1 Reply Latest reply on Jul 30, 2015 8:53 AM by TSGal

    IP Restriction Bypass and IP Smuggling

    JoshuaGimer

      Summary

      IP Restriction Bypass and IP Smuggling

      Product

      FileMaker Pro

      Version

      14.0.2.226

      Operating system version

      All

      Description of the issue

      It is possible to bypass IP restrictions when logging into the admin-console by supplying an X-Forwarded-For header with a different IP address. This also allows a remote user to smuggle any IP address they choose into the blacklist using this method, causing DoS.

      Steps to reproduce the problem

      Login to the admin-console multiple times from one source. Once the system has been added to the FileMaker Pro blocklist, intercept subsequent connections using a software based HTTP proxy  (burp, zed, webscarab, paros, charles, etc.). Append an X-Forwareded-For header to all HTTP requests containing a different IP address than the one you originally connected with, you can now access the admin-console.
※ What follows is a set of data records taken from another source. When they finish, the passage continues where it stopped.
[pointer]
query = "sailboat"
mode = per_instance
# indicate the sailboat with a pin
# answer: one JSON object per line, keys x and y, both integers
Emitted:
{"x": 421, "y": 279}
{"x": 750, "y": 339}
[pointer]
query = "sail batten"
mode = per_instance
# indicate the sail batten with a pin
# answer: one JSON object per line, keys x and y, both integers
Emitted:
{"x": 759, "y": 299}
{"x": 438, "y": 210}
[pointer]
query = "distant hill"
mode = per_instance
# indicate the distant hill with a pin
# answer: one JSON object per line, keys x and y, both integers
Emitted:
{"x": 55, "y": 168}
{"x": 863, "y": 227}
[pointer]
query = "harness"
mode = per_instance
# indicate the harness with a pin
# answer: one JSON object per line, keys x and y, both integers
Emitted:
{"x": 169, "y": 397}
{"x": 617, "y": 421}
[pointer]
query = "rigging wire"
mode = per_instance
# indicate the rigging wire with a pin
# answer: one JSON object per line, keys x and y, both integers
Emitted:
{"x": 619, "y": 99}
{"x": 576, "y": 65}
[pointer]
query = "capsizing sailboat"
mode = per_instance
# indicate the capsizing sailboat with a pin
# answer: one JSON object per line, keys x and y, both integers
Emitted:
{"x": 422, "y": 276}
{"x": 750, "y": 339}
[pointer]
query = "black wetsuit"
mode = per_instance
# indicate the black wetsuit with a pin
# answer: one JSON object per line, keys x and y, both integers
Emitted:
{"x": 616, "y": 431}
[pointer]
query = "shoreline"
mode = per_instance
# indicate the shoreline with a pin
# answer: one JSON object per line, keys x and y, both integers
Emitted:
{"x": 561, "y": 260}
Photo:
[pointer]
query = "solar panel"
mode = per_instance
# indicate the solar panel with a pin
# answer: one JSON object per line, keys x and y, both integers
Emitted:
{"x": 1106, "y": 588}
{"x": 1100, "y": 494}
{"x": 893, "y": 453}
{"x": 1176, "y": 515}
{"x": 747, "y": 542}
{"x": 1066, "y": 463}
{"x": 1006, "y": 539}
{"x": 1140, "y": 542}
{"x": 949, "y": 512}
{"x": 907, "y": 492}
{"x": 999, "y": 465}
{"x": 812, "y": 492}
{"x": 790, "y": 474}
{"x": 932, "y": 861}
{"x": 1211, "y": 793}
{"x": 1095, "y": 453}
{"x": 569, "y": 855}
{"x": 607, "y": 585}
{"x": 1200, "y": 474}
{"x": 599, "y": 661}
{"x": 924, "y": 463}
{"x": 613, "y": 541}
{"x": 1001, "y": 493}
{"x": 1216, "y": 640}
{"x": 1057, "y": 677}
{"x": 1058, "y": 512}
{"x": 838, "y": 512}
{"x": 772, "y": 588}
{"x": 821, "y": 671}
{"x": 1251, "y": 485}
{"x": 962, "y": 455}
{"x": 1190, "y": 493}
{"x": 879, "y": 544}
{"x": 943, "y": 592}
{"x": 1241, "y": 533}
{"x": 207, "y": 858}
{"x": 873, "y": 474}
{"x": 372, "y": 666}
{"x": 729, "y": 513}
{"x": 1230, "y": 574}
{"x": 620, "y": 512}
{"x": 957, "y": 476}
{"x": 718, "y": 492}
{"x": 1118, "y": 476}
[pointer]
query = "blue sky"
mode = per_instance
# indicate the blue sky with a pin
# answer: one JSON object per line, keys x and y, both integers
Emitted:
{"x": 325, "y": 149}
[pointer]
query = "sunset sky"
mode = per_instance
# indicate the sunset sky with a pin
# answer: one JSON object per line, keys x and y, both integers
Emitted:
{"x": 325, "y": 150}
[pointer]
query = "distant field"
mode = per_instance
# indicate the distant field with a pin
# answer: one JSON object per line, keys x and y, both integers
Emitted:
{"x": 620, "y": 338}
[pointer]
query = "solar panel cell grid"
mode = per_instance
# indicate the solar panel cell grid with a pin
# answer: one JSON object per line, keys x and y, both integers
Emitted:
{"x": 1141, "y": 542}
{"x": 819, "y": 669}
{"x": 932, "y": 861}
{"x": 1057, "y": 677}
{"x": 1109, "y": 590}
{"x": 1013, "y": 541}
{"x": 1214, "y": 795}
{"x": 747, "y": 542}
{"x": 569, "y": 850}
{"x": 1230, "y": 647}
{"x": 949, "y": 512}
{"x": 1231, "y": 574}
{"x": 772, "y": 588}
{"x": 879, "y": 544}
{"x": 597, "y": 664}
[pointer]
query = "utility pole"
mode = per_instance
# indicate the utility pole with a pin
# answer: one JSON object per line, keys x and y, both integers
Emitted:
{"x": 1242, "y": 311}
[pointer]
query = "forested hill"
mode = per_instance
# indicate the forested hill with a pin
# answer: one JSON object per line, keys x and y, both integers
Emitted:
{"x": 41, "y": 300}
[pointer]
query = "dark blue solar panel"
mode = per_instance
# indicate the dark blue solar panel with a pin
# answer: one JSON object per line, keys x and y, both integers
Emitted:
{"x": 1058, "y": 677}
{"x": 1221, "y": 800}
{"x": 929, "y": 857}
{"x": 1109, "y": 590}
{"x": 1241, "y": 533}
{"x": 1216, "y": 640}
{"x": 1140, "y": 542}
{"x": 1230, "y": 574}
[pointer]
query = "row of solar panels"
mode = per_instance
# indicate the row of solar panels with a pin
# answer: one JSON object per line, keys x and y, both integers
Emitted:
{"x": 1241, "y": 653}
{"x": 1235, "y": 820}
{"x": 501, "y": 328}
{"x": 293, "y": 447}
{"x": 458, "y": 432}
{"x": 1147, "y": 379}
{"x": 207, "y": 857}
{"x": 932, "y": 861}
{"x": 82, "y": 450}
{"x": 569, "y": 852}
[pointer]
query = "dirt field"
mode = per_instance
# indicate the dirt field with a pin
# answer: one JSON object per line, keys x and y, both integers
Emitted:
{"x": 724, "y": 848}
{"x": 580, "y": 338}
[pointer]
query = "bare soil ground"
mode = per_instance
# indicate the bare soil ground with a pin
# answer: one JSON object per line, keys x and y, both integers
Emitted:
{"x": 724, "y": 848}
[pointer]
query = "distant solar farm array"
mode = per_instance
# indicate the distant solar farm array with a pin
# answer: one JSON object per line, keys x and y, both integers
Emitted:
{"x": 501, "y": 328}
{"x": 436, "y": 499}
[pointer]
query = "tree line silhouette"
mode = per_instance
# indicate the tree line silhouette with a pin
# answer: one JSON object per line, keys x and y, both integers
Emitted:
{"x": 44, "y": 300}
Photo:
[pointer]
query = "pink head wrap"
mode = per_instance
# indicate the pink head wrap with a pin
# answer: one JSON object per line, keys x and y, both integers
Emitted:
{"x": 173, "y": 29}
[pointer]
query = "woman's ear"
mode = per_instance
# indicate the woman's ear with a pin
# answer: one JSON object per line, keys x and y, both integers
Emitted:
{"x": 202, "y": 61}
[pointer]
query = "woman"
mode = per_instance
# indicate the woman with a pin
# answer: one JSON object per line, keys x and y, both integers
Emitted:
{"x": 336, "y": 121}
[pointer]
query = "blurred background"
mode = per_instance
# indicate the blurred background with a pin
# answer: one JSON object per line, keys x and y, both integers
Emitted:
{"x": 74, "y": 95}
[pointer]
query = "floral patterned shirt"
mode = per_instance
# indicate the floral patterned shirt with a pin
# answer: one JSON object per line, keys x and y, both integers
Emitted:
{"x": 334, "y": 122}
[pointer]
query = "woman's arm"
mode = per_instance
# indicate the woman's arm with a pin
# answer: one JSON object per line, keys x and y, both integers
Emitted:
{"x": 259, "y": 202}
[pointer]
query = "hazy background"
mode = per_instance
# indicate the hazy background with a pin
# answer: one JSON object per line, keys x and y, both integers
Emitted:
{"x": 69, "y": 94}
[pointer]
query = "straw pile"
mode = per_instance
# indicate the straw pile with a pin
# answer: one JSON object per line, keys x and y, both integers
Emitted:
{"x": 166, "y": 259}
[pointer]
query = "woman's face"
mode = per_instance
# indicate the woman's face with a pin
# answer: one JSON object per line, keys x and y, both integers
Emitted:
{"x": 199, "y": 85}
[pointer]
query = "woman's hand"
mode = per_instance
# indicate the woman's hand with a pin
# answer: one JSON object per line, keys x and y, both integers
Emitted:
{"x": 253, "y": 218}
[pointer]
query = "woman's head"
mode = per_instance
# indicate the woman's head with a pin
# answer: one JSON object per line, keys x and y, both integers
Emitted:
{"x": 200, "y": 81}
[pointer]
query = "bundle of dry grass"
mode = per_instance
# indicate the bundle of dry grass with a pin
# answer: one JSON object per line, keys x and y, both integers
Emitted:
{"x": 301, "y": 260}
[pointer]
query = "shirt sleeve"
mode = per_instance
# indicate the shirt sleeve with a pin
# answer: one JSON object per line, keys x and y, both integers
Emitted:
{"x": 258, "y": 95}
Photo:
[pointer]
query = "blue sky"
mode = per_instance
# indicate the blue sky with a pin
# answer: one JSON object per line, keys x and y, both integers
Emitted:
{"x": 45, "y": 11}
If you supplied an address you wished to have blocked (causing DoS), you will need to append the X-Forwareded-For header with the target IP address and then attempt to login to the application causing lockout.

      Expected result

      The application should block access to hosts based off of the request object that is passed into the application, not via a user supplied field.

      Actual result

      DoS, IP restriction bypass

      Exact text of any error message(s) that appear

      None

      Configuration information

      None

      Workaround

      Pull IP address information from the request object that is created by the application when a new request comes in. Do not use user supplied values for blocking decisions.